Measuring The Impact of Cloud Services on Your Business

Trying to calculate the return of investment of internal IT services is a very difficult task. Businesses today want their costs justified on a service by service basis. There are problems with this approach though.

There is a lot of variously aged products which have been thrown together to make a system that by some miracle manages to work despite the incompatibilities that lie within it. Replacing and introducing a new system has its own set of problems and implications that will affect more than just the individual project.

When calculating return on investment factors such as power, cooling and square footage are normally attributed to the I.T department. It is very hard to determine the delivery cost of individual services without having some kind of individual metering.

Many vendors haven’t yet caught up with visualisation so the internal cloud may actually end up costing you more, yet moving them to a hosted provider may to end up been a cheaper option either. The licence costs of hosting a service locally could be very high and the removal from volume licence agreements could then raise the costs of applications in other areas of the business.

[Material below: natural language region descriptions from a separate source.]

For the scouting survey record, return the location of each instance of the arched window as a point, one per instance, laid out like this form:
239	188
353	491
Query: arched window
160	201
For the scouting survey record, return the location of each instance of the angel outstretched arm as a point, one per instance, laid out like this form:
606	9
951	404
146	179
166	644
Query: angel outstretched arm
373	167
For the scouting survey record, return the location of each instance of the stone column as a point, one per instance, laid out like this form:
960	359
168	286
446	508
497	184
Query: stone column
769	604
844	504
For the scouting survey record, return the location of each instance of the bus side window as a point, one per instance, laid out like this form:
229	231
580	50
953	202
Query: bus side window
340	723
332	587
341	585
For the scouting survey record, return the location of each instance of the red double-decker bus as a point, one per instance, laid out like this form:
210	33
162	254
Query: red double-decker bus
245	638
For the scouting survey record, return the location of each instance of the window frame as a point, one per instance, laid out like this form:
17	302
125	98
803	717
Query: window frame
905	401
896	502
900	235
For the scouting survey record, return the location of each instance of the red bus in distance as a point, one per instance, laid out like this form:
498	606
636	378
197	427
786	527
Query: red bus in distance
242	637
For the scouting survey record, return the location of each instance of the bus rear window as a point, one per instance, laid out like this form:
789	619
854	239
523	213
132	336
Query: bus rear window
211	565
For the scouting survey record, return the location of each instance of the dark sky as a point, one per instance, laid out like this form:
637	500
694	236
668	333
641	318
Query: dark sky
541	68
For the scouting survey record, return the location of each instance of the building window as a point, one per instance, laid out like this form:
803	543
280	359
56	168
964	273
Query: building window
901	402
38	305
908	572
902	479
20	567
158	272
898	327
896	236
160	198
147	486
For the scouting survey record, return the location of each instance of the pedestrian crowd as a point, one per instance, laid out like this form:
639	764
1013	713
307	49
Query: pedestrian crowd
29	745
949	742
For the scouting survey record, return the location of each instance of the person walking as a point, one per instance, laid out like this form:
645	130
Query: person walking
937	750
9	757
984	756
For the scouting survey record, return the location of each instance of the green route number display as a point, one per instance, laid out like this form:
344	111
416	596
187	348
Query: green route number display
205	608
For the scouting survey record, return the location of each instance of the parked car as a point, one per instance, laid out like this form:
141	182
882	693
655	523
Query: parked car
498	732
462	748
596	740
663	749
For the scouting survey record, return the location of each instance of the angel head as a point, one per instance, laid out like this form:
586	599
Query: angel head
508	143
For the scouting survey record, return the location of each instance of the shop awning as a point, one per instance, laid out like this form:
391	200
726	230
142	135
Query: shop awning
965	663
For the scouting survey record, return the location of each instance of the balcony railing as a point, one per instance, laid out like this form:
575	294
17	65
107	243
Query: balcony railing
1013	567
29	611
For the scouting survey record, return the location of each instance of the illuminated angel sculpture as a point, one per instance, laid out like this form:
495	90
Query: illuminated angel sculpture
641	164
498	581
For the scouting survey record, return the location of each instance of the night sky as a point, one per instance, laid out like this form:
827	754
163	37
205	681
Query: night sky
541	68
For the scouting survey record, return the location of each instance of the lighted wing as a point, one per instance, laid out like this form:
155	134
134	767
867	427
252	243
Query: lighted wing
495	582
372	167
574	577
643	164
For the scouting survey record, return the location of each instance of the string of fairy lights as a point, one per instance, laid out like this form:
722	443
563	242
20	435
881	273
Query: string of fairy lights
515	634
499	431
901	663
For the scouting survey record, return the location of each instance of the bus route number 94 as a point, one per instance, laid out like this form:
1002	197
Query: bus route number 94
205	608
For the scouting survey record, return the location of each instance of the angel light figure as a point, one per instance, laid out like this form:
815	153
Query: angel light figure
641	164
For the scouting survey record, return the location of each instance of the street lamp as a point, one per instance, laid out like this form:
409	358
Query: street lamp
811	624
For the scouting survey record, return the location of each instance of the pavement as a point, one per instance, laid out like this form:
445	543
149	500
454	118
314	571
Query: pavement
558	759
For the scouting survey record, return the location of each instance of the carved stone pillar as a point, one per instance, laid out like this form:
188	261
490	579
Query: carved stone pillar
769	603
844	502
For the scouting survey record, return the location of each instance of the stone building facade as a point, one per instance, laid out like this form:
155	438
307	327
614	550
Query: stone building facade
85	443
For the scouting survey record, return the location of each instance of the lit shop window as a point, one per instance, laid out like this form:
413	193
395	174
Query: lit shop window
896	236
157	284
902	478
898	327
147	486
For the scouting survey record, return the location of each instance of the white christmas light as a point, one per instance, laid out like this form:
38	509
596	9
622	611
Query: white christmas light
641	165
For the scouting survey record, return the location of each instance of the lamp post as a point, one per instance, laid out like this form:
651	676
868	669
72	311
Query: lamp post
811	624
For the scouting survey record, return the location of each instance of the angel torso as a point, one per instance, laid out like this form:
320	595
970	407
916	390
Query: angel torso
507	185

At a glance hosted cloud services seem to be the cost effective answer. Calculating the return on investment should be as easy as subtracting the up front costs. But in reality there are other considerations to be made.

The first thing to consider is that when a cloud service fails you lose money. The inability to access the services make the entire solution obsolete. This is why a service level agreement is crucial when having a cloud service system in place.

Integrating cloud services into your local I.T system could prove to be both very complicated and also very expensive. Costs such as the training of staff on the new system, a review of your internet connection, reliability and redundancy will all need to be considered.

Another major consideration is that of security and privacy. Security in a cloud service can be better than an internal system though placing customer information in a cloud service will bring legal considerations or adjustments to the business insurance.

Bringing together all the information required for a comparative analysis can be very tricky as it involves a lot of communication from different sections of your business. Management, I.T and accounting all have to come together for a comparative analysis.

Measuring the value of existing service delivery is a worthwhile exercise; inefficiencies creep in to all IT deployments over time. Once you can quantify the costs of business as usual, give various hosted services a go.